The search for extraterrestrial life crosses every boundary. It has surpassed the limit of where humans can travel and tested the limits of what we can see. The quest must pass through time as well as space.
A House committee convened on Wednesday to take up an abiding mystery of the universe: are we Earthlings alone? After about 90 minutes of testimony, committee chair Lamar Smith of Texas gaveled the hearing to an inconclusive close.
It was not, however, a fruitless outing. In impassioned testimony, witnesses from NASA, MIT and the Library of Congress described a crossroads in the search for life out there and suggested scientists may be on the verge of a breakthrough.
"This is the first time in human history we have the technological reach to cross the threshold," said Dr. Sara Seager, an MIT professor and 2013 MacArthur 'genius grant' recipient.

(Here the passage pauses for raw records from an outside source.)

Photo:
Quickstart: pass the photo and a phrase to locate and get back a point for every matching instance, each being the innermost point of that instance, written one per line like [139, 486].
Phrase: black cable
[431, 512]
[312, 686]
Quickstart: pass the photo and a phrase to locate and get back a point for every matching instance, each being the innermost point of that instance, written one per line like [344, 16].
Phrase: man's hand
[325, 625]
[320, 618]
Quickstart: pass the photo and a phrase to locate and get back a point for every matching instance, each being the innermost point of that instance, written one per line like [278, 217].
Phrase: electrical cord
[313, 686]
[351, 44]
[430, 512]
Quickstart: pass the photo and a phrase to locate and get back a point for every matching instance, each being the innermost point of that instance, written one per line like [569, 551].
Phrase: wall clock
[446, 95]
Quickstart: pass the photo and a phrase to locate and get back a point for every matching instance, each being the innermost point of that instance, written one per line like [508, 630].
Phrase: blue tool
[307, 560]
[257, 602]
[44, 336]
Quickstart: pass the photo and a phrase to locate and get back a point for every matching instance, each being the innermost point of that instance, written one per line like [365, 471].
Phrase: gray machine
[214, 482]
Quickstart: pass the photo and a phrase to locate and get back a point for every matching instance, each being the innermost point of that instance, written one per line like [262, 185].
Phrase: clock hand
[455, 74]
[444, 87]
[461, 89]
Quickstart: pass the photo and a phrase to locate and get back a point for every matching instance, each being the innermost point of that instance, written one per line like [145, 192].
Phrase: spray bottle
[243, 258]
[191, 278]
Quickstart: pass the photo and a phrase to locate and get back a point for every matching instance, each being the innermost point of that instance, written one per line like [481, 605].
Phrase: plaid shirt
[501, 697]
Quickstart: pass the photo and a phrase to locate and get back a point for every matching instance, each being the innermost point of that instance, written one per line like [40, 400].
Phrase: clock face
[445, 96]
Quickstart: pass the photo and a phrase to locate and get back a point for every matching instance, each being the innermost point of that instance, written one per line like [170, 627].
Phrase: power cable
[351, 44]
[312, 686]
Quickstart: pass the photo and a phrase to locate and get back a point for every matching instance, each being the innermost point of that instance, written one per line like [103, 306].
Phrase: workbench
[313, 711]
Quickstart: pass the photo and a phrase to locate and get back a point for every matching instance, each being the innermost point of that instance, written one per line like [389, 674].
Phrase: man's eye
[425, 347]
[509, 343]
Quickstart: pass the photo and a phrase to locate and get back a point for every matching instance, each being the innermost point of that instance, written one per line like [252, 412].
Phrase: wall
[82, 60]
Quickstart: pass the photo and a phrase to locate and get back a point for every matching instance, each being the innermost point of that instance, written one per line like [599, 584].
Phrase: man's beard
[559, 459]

Her work focuses on the detection of "biosignature" gases on distant planets, large volumes of which might indicate life, whether intelligent life or single-cell bacteria.
Seager testified that the James Webb space telescope, scheduled for launch in 2018, and other advances are changing the search for alien life forms. "If life really is everywhere, we actually have a shot at it," she said.
NASA announced last month that its Kepler mission had discovered 3,500 potential planets in the Milky Way galaxy, including 647 thought to be the right distance from stars to support inhabitants. The Hubble space telescope has detected water in the atmospheres of five planets outside the solar system, according to two studies released this week.
"The chance is very high" of life elsewhere in the universe, Seager said. "The question is: is there life near here, in our neighborhood of stars? We think the chances are good."
The witnesses said that sustained funding was needed for scientific research in general and space research in particular. The latest White House budget calls for $17.7bn for NASA, a slight decrease from 2012 after deeper cuts in the last decade.
"I know that funding is tough, but it's the best thing that you can do," said Dry Mary Voytek, senior scientist for astrobiology at NASA.
"You've pretty much indicated [the discovery of] life on other planets is inevitable," observed Bill Posey, Republican of Florida. "It's just a matter of time and funding."